Tanto están creciendo las grandes empresas estadounidenses desarrolladoras de la inteligencia artificial (IA) que desde la orilla socialista y desde la orilla republicana se ha propuesto alimentar un fondo soberano gubernamental con las ganancias e, inclusive, las acciones de esas empresas. El senador socialista Bernie Sanders ha hecho público un proyecto legislativo para gravar con el impuesto del 50% a las acciones, no a las ganancias, mientras el presidente conservador Trump ha anunciado su plan de nutrir ese fondo con aportes voluntarios de acciones de compañías como Open AI, Anthropic, Amazon, Google, Meta, Microsoft, Nvdia, e, inclusive, Space X, que, sin ser una desarrolladora de IA, usa sistemas avanzados y, en estas semanas, ha logrado disparar el valor de sus acciones.

Las posiciones de Sanders y Trump han merecido fuertes críticas por la interferencia gubernamental, con diferente intensidad, en empresas privadas actualmente exitosas. Si bien Trump no llega a la propuesta casi confiscatoria de Sanders, en la práctica desarrollará un proceso de persuasión, con eventuales premios y castigos, para conseguir la transferencia voluntaria de acciones. Habrá necesariamente una presión gubernamental sobre los actores privados. De cualquier manera, las dos posiciones conllevan interferencias en un mercado que, hasta ahora, ha beneficiados con creces a sus accionistas, entre ellos, millones de inversionistas que compran acciones en la bolsa.

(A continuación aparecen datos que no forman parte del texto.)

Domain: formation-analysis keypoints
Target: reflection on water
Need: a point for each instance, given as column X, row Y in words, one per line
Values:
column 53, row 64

En el fondo soberano los dueños no serán exclusivamente los ciudadanos, a los que el gobierno les transfiera acciones, sino el propio gobierno. No es novedosa la idea del fondo soberano. En Ecuador se creó el fondo con los excedentes petroleros. Algo similar ocurrió en los países nórdicos. La diferencia con lo que proponen en Estados Unidos con las empresas de IA es que éstas no explotan un recurso que, en Ecuador, es de propiedad del Estado, esto es, el petróleo. Las empresas estadounidenses no son concesionarias del Estado. Por ello, no es fácil que pueda instrumentarse lo que piensan Sanders y Trump.

Lo que muchos se preguntan es el destino o la finalidad del fondo soberano. ¿Va a ser utilizado para invertir sus activos y obtener utilidades? De ser así, ¿cómo se emplearán las ganancias? ¿O será simplemente un instrumento para distribuir acciones a los ciudadanos? Se trata de incógnitas que deben ser despejadas antes que el gobierno intervenga en las empresas de IA.